1 Comment

Cloud Native Buildpacks: How to Create a Custom Buildpack

by Michael BeaversonJune 2, 2021
With code samples, this tutorial demonstrates how to create a CNB buildpack, including the configuration files, as well as detect and run scripts.

The buildpack structure

Now that we’ve seen the benefits of the Cloud Native Buildpack framework and created a stack, it’s time to build on the stack functionality by adding a buildpack to our example repository. The buildpack defines and executes the process of creating the final application image, and does so within the build image from the stack. Building the application image happens in two phases.

First, the buildpack examines the application and determines whether it applies. If it does, the buildpack then consumes the application as input and executes the CNB build, producing the application image as output.

The buildpack’s place in the CNB process

The buildpack is the workhorse of the CNB framework. It’s responsible for taking the application source code or a compiled binary and producing a runnable application image. Consequently, it is also the most technically complex component.

A buildpack consists of four parts:

  • detect: a script that determines if the buildpack applies to an application
  • build: a script that performs the image building
  • buildpack.toml: a configuration file defining metadata
  • package.toml: an optional configuration file that packages the buildpack itself into a Docker image

The structure and the use of a CNB buildpack

The file structure of the buildpack is important. For our example, the buildpack will need to consume the sample Spring Boot application, which is built with Gradle, so the files are in cnb-components/buildpacks/gradle. A buildpack must have a buildpack.toml file, which is a markup language similar to YAML. The CNB framework leverages TOML files in a number of places to define image layers, specify metadata, and supply configuration. In the same directory, it requires a bin folder containing two executable bash scripts, detect and build. A package.toml file is needed to encapsulate the buildpack into a Docker image, though doing so is not required to build application images.

Buildpack-related files in the sample repository

 

Detect

A buildpack applies to a particular application build technology: Gradle, Maven, Node, Python, and so on, rather than a particular application or code language. Consequently, the buildpack must be able to determine whether the application input is compatible with the specified build process. The detect script makes this determination.

#!/usr/bin/env bash
set -eo pipefail

# Check if applicable: must have gradle wrapper file
if [[ ! -f ./gradlew ]]; then
  exit 100
fi

In this case, the check is quite simple: if there is a Gradle wrapper file, then the Gradle buildpack applies.
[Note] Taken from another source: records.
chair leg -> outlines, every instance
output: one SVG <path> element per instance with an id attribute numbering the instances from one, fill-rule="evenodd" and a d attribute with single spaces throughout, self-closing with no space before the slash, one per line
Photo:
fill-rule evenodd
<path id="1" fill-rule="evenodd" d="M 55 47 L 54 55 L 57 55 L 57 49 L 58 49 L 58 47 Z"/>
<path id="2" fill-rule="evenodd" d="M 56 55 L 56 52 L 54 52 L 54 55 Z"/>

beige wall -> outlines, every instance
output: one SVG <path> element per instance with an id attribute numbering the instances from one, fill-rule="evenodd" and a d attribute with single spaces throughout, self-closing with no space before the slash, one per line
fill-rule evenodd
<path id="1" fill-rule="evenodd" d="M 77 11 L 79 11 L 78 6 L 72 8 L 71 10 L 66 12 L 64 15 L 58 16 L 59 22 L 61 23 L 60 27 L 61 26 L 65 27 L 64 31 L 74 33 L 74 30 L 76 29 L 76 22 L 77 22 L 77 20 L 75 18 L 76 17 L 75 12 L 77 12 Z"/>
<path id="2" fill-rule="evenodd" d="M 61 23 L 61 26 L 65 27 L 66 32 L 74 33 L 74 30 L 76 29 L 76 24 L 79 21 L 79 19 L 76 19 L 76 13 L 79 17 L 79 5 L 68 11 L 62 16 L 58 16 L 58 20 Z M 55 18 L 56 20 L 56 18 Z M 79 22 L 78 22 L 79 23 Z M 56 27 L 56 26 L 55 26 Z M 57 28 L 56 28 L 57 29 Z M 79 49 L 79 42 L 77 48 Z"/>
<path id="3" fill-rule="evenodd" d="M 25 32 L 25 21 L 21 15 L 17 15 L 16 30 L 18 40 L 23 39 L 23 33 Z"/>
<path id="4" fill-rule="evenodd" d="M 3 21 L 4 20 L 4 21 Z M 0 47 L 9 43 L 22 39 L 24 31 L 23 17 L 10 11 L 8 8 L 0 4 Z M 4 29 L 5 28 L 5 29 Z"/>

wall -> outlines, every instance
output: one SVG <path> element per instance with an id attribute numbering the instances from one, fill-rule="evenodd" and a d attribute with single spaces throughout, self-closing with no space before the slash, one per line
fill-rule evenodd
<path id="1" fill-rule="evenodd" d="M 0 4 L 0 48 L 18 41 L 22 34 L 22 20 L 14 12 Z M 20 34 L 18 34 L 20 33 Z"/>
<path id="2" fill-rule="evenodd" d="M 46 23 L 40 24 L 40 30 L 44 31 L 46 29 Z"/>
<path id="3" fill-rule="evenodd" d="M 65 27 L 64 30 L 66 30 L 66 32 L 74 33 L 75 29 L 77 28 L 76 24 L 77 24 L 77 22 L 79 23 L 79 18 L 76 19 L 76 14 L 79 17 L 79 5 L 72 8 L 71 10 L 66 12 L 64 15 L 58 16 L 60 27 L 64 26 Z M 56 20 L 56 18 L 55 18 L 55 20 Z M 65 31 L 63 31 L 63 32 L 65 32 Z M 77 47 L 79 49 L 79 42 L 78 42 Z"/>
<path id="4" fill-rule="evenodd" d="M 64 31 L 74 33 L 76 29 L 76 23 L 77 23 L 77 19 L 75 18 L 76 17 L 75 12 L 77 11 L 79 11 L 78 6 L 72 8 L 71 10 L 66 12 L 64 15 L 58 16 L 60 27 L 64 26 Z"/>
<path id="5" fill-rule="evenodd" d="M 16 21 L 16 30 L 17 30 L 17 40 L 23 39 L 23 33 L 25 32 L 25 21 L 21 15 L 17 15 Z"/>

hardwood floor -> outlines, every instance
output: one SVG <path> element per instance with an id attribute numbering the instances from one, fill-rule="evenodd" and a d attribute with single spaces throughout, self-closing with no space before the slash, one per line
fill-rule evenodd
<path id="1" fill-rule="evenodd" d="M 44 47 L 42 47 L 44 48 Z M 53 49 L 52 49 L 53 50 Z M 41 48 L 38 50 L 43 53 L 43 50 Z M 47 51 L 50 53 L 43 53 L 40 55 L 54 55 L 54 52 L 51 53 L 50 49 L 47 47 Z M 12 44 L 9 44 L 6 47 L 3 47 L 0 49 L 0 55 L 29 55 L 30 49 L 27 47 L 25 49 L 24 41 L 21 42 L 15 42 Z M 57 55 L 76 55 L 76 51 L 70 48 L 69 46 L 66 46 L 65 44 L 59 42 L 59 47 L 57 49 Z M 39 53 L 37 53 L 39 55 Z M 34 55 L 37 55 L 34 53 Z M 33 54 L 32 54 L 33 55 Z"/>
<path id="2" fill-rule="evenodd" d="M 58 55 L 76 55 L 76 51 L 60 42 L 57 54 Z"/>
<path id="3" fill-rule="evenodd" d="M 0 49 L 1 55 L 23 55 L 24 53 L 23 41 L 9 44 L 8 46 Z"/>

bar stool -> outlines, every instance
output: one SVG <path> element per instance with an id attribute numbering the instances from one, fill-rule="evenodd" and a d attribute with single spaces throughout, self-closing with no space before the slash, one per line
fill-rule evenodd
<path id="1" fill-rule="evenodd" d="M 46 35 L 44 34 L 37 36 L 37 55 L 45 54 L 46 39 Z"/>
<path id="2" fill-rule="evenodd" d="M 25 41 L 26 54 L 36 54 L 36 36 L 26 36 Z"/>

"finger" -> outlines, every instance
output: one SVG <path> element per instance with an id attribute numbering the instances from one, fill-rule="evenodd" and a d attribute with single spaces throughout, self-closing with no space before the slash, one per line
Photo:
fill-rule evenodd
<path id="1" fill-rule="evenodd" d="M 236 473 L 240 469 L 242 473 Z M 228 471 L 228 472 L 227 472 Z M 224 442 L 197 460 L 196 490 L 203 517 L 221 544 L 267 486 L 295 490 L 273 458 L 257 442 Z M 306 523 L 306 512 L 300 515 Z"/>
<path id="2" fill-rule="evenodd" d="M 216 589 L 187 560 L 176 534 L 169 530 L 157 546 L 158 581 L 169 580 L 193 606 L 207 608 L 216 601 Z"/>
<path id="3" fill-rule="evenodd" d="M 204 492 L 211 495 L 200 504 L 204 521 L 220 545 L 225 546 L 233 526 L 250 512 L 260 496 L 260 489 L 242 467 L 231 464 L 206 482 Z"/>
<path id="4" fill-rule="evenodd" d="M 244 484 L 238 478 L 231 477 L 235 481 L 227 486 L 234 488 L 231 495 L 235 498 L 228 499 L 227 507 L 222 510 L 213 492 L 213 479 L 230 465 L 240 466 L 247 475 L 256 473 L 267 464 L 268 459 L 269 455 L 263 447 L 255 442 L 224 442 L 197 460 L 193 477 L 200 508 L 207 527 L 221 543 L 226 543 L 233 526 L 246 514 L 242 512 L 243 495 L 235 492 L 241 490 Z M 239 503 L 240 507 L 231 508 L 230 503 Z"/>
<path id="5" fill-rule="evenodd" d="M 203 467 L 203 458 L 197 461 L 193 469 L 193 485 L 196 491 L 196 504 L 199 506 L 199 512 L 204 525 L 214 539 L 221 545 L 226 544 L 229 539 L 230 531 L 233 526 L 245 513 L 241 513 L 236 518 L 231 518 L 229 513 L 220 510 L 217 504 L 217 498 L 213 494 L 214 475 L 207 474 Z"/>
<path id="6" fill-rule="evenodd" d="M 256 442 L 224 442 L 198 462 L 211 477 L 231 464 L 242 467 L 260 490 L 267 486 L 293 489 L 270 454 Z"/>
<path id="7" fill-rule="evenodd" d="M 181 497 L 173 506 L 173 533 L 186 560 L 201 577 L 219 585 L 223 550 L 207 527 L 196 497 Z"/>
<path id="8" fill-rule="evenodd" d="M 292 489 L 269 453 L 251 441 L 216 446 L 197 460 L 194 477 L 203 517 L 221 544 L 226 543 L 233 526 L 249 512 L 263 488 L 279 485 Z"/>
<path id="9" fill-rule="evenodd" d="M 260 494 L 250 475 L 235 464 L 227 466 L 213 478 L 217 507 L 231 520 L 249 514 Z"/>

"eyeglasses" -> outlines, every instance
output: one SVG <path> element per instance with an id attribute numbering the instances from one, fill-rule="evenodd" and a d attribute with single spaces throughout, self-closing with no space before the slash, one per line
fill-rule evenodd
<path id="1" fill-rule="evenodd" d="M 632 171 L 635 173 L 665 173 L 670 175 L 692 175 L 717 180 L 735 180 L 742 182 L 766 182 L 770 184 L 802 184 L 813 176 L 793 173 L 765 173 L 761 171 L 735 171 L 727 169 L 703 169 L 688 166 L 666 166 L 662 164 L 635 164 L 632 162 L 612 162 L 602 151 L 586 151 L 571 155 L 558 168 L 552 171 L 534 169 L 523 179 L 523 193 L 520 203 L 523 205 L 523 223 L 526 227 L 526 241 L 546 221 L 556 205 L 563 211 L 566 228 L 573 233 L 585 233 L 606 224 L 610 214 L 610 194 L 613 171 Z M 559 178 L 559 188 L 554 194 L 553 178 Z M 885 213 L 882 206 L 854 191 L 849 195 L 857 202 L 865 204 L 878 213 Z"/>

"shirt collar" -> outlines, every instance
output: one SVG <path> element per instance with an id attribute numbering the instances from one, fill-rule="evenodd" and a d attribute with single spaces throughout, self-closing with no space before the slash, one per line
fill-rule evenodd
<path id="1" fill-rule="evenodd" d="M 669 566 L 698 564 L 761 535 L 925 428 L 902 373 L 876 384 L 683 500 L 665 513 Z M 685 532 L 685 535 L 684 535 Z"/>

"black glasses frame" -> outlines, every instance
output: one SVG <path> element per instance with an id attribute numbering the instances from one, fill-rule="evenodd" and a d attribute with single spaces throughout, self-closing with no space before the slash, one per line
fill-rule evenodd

If not, the exit 100 code tells the CNB framework this buildpack is not compatible with the specified application.

The detect script also handles dependency metadata, specifying what the buildpack requires and provides.

# Passed in args
plan_path=$2

# Declare dependencies
cat >> "${plan_path}" <<EOL

# Provided dependencies
[[provides]]
name = "jdk"

# Required dependencies
[[requires]]
name = "jdk"
EOL

The argument is supplied at build execution time by the CNB framework, and specifies a path to a TOML file containing the dependency information. It’s important to understand how TOML files are used by the CNB process. When creating an image, a directory with a TOML file defines a single layer in the output image, just like a single command in a Dockerfile. The cat >> "layerdir/layer.toml" <<EOL ... EOL code defines the content of the TOML file to be everything written in the script—the dependency information, in this case—until EOL is reached. This pattern of constructing TOML files (which define image layers) dynamically is used throughout the CNB components.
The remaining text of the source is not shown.